ITAT Hyderabad: Section 80P deduction barred for late return after 2018 amendment to Section 80AC

Background of the dispute

The Income Tax Appellate Tribunal, Hyderabad Bench, in the case of Chillakuru Primary Agricultural Cooperative Society Limited Vs ITO, examined whether a co-operative society could validly claim deduction under Section 80P when the return of income was not filed within the due date prescribed under Section 139(1) for Assessment Year 2018–19.

The assessee, a co-operative society, did not file any return of income within the statutory time limit under Section 139(1) or even belatedly under Section 139(4). The return was eventually filed only in response to a reassessment notice issued under Section 148, wherein the assessee declared NIL income after claiming deduction under Section 80P. The Assessing Officer rejected the claim of deduction by invoking the amended Section 80AC, and the CIT(A)-NFAC upheld this view.

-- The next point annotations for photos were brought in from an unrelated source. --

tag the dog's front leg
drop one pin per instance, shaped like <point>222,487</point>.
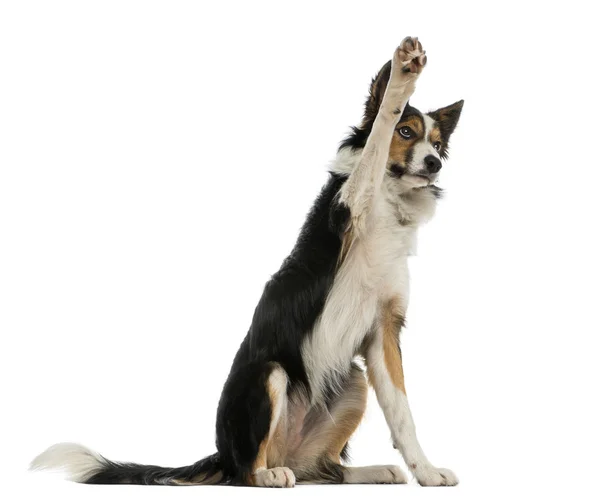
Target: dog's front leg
<point>386,375</point>
<point>360,192</point>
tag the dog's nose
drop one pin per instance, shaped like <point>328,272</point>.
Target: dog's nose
<point>433,164</point>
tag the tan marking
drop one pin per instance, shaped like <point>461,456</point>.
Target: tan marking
<point>435,134</point>
<point>347,241</point>
<point>399,146</point>
<point>329,432</point>
<point>276,388</point>
<point>391,323</point>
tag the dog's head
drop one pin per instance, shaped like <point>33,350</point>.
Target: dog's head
<point>420,141</point>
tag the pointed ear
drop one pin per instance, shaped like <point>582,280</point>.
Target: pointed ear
<point>376,92</point>
<point>447,118</point>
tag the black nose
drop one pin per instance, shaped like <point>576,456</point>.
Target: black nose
<point>433,164</point>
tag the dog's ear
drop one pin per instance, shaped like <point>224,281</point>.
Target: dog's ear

The assessee carried the matter in appeal to the ITAT, which has now confirmed the disallowance and dismissed the appeal.


Procedural history before the Tribunal

  • The appeal was filed against the order dated 28.07.2025 passed by the CIT(A)-NFAC, Delhi for AY 2018–19.
  • On multiple dates of hearing before the Tribunal (13.11.2025, 09.12.2025, 07.01.2026, 11.02.2026 and 17.03.2026), neither the assessee nor any authorised representative appeared.
  • Even after issue of fresh notices by email and speed post, there was no representation from the assessee.
  • In view of continued non-appearance, the Bench proceeded to decide the appeal ex parte, based on material available on record and the orders of the lower authorities.

Grounds raised by the assessee

The assessee challenged the order of the CIT(A) broadly on the following lines:

  1. General challenge

    • The order of the CIT(A) dated 28.07.2025 was alleged to be contrary to law and facts and sought to be set aside.
  2. Challenge to denial of deduction under Section 80P

    • It was contended that:
      • The deduction under Section 80P amounting to Rs. 22,39,393/- was wrongly refused merely because the return was not filed within the time under Section 139(1).
      • Section 80P itself does not contain any condition that the return must be filed within that due date.
      • The benefit of Section 80P was claimed to be a substantive right of co-operative societies and should not be denied on procedural defaults.
      • The assessee argued that the amendment to Section 80AC introduced by Finance Act, 2018 was substantive in nature and could not be used to curtail what it described as a vested right for AY 2018–19.
  3. Validity of return filed pursuant to Section 148

    • The assessee argued that:
      • A return submitted in response to a notice issued under Section 148 ought to be treated on par with a return under Section 139(4) for all purposes.
      • On that basis, all legitimate claims, including a deduction under Section 80P, should be admissible.
      • Reliance was placed on decisions such as:
        • Chirakkal Service Co-operative Bank Ltd. v. CIT (384 ITR 490, Kerala HC)
        • Muvattupuzha Agricultural Co-op Bank Ltd. v. ITO (Ker HC, WP 17739/2024) and other similar rulings.
  4. Delay attributed to statutory audit and CBDT Circular

    • The assessee pleaded that:
      • The delay in filing the return arose due to late completion of statutory audit mandated under the Andhra Pradesh Co-operative Societies Act.
      • Reference was made to CBDT Circular No. 13/2023 dated 26.07.2023, which recognises delay in audit of co-operative societies as a ground for condonation of delay under Section 119(2)(b).
      • It was argued that the CIT(A) should have extended the benefit of this circular and condoned the delay indirectly by allowing the deduction.
  5. Reliance on principle of mutuality

    • The assessee further submitted that:
      • The surplus arose solely from dealings with its own members.
      • On application of the doctrine of mutuality, such surplus would not constitute taxable income at all.
      • The assessee cited CIT v. West Godavari District Rice Millers Association (150 ITR 394, AP HC) and other authorities to argue that no person can earn profit from themselves and, therefore, mutuality exempts the income.